ALTEC role in the program
ALTEC role in the program is the development and management of the IXV Ground Segment that will provide all required capabilities for IXV mission supporting. The IXV Ground Segment is composed by the following major elements:

  • IXV Mission Control Center (hosted at ALTEC premises)
  • IXV Ground Stations (including one embarked on recovery ship)
  • IXV Communication Network;


These elements provide the following functionalities:

IXV Mission Control Center (MCC): it provides infrastructures, systems, tools and applications to be used during the IXV mission for Telemetry (TM) monitoring, storage, processing, displaying as well as detailed trajectory and splash-down location prediction, offline management of Ground Stations operations, meteorological forecast data of the recovery area. During pre-launch phases the IXV Operations Director resident at ALTEC MCC will provide support to the IXV Mission Director resident at VEGA Launch Control Center (LCC) by reporting him on the status of IXV subsystems, on the status of the overall Ground Segment and also on the meteorological conditions at the splash down site. These data will be used by the IXV Mission Director to provide launch go/no go inputs to the VEGA Mission Manager and his staff. Then, during the mission execution and any spacecraft (S/C) emergency phases, the responsibility for conducting IXV flight, ground segment and recovery operations lies with the Operations Director. For this reason, after IXV separation, MCC will monitor the flight phases through the received Vital Layer TM data, coordinating all Ground Stations; it will finally remotely coordinate and support all recovery operations performed at splash‑down site.
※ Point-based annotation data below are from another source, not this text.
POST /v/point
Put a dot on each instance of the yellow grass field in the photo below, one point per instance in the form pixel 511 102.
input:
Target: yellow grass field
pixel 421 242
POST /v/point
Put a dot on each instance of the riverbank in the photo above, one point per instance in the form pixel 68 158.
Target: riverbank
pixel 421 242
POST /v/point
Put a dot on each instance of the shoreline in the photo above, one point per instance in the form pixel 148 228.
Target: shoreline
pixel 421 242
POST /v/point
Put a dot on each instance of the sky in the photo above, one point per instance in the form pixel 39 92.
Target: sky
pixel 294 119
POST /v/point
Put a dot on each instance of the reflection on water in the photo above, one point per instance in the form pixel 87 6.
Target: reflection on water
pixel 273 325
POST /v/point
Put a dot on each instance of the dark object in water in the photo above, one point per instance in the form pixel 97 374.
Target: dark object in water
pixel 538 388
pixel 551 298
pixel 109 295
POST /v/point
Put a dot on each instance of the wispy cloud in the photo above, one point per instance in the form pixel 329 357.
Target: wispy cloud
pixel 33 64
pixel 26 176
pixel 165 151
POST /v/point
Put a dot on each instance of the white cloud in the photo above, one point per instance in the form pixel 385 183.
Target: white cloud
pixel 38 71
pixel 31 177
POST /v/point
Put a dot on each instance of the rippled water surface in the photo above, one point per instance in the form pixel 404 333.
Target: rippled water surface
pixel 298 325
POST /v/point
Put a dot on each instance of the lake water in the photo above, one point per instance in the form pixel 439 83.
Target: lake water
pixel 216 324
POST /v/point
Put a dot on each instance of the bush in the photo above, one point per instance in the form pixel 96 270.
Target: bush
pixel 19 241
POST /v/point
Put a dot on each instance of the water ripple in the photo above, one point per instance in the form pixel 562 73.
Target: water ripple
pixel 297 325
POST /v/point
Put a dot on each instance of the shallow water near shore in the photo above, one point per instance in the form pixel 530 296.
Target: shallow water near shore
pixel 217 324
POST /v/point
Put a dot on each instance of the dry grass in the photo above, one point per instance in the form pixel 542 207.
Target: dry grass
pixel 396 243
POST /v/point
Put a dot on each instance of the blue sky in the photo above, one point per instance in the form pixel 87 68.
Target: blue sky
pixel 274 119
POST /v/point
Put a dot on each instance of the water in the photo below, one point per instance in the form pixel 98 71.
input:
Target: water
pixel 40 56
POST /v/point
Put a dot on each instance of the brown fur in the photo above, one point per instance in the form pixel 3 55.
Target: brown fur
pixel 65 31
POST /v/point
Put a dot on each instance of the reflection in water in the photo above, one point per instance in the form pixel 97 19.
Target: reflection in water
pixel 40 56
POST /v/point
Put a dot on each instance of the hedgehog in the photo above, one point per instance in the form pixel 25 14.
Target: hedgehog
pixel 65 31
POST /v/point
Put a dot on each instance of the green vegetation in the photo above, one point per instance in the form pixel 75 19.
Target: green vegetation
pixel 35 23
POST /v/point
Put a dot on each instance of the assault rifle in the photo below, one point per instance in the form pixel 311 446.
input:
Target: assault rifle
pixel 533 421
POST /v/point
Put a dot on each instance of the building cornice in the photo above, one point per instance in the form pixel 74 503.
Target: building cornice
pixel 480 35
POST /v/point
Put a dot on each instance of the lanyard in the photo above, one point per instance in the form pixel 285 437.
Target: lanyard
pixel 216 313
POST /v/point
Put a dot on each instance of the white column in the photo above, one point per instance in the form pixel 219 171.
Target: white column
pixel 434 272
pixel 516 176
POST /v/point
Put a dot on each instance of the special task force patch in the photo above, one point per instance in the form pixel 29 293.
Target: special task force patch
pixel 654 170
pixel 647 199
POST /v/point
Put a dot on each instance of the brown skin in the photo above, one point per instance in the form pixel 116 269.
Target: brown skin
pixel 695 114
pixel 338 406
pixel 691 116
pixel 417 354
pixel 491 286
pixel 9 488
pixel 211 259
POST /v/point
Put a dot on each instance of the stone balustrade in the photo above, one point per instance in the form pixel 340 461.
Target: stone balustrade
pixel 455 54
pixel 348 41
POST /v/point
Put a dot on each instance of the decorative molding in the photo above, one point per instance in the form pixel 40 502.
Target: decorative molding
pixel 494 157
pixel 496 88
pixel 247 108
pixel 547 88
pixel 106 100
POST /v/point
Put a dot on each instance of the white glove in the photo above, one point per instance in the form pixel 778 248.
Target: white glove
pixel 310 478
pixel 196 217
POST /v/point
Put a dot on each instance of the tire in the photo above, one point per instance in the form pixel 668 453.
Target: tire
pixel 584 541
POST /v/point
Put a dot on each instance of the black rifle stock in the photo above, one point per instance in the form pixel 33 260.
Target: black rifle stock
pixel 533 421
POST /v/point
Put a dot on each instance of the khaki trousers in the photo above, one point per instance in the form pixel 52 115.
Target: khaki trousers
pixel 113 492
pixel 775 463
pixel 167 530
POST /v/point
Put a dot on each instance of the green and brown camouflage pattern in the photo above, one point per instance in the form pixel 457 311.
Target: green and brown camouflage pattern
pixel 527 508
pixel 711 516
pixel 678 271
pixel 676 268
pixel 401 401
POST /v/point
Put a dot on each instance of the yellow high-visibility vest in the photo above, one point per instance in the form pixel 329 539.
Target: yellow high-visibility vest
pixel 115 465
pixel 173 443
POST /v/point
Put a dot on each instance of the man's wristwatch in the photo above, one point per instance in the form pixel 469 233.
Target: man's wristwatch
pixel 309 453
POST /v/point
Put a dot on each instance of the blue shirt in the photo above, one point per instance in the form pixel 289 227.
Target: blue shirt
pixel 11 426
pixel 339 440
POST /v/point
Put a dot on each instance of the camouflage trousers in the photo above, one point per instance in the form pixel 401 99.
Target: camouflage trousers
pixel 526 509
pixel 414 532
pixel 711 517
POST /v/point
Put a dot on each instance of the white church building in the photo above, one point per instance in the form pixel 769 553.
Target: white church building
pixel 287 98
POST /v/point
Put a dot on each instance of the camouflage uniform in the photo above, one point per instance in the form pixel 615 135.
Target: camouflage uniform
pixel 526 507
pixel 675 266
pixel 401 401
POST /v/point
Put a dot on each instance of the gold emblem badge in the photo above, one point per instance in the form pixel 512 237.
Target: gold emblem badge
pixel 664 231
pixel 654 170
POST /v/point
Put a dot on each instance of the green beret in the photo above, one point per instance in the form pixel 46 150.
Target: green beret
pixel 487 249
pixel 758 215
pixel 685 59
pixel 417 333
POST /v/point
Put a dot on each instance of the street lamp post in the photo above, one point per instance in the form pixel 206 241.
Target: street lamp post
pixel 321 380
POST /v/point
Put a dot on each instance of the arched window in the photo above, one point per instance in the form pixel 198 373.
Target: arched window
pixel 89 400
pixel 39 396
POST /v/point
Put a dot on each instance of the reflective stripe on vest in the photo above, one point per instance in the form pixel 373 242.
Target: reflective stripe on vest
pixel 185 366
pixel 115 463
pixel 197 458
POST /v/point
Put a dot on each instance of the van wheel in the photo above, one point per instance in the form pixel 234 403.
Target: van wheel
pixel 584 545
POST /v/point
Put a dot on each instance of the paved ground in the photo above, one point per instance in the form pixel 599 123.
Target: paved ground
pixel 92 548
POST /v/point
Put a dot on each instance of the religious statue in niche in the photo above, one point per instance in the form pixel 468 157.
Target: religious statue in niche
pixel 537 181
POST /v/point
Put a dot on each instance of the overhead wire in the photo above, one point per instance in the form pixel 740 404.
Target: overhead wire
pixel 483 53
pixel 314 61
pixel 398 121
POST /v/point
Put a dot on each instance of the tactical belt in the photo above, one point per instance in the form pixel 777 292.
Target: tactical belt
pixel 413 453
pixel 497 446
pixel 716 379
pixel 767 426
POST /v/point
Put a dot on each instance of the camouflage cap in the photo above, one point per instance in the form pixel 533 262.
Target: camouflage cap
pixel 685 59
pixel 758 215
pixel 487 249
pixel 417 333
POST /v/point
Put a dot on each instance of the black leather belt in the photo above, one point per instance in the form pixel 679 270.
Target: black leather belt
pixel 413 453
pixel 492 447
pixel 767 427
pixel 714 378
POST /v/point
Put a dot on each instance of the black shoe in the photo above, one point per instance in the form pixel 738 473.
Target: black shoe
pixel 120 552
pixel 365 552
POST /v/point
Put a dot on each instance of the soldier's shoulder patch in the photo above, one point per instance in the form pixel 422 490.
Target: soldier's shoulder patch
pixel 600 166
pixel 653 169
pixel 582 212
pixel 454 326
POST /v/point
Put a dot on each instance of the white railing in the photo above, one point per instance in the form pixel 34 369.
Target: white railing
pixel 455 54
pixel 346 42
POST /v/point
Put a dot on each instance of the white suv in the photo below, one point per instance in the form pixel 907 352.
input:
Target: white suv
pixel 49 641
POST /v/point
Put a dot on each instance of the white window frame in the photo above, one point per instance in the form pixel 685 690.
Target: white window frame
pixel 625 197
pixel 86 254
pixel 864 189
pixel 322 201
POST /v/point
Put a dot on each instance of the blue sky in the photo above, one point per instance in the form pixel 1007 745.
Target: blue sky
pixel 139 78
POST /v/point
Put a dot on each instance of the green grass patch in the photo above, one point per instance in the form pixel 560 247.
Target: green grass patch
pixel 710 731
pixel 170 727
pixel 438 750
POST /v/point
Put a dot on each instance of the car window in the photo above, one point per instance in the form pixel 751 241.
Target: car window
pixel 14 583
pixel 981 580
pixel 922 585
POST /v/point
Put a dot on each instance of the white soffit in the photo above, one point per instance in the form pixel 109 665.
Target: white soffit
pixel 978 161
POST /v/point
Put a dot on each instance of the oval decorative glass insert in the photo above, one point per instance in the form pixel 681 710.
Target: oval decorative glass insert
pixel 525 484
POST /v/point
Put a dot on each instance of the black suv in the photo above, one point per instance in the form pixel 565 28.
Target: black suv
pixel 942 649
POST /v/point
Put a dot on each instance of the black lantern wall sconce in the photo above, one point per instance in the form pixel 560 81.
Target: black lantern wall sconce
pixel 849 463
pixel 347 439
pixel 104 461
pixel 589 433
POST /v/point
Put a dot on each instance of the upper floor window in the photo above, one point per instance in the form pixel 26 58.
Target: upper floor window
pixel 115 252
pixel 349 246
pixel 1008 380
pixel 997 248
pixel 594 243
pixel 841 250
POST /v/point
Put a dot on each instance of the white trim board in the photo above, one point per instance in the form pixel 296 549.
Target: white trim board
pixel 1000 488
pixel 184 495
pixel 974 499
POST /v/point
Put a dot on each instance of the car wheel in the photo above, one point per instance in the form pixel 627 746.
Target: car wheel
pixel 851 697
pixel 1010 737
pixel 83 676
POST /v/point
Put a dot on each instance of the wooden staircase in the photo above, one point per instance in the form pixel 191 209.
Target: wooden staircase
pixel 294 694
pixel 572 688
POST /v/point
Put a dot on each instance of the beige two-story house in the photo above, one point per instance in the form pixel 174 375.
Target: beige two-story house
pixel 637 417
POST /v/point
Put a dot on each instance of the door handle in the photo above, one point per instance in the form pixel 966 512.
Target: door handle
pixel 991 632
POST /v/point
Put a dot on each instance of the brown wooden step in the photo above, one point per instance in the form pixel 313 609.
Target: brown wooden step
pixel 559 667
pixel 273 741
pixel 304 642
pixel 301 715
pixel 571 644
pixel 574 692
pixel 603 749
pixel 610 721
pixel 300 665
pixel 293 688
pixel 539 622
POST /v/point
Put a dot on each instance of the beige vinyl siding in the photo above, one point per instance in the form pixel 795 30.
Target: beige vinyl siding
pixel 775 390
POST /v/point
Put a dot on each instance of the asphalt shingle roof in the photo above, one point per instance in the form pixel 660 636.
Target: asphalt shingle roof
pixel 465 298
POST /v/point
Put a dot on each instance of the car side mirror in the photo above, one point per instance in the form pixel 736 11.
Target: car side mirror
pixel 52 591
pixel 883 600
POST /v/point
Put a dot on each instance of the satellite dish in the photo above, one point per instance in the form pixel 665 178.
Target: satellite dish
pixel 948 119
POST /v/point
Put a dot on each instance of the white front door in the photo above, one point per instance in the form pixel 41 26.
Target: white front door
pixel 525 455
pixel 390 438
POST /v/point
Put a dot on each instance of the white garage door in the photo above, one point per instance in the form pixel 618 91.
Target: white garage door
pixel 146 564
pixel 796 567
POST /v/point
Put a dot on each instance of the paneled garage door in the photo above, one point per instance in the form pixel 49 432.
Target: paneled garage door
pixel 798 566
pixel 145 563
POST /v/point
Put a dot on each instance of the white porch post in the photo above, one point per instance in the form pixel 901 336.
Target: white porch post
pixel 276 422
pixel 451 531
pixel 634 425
IXV Ground Stations and recovery ship: the Ground Stations allow IXV space‑to‑ground communications and are in charge of tracking the S/C, receive TM and send it to MCC. Two different kinds of stations are identified: Fixed Ground Stations and Transportable Ground Stations. The first fixed Ground Station, located in Libreville (CNES), is used to track the last stage of the IXV launcher (AVUM); to receive IXV S/C data a transportable telemetry kit is interfaced to Libreville antenna. This solution is possible thanks to the fact that IXV and Attitude Vernier Upper Module (AVUM) are close enough to reside both in antenna’s main lobe. The second fixed Ground Station located in Malindi (ASI) is fully devoted to IXV S/C tracking (Malindi Ground Station and ALTEC are parts of AsiNet and they are already interfaced within this network). The transportable Ground Station,  fully allocated to IXV tracking and IXV TM reception,  will be placed on the recovery ship.
The recovery ship will be equipped with all needed infrastructures and GSEs to perform controlled and safe recovery operations of the S/C, and will provide the necessary infrastructures to allow hosting of mobile Ground Station and relevant equipment for tracking and receiving data from S/C during last mission phase (e.g. precise splashdown localization info) and to permit proper communication and coordination to/from MCC. Additionally, the recovery ship will host all the video system equipment that will allow the video coverage of the last mission phase and spash-down.IXV Communication Network: provides necessary infrastructure to allow reliable communication of IXV Mission Control Centre with IXV Ground Stations, AIT site (hosted in Turin – IT) and launch site (located at VEGA launch premises at Kourou, Guyana Space Center CSG). These links will be setup using both ground connections, where available, and satellite based links.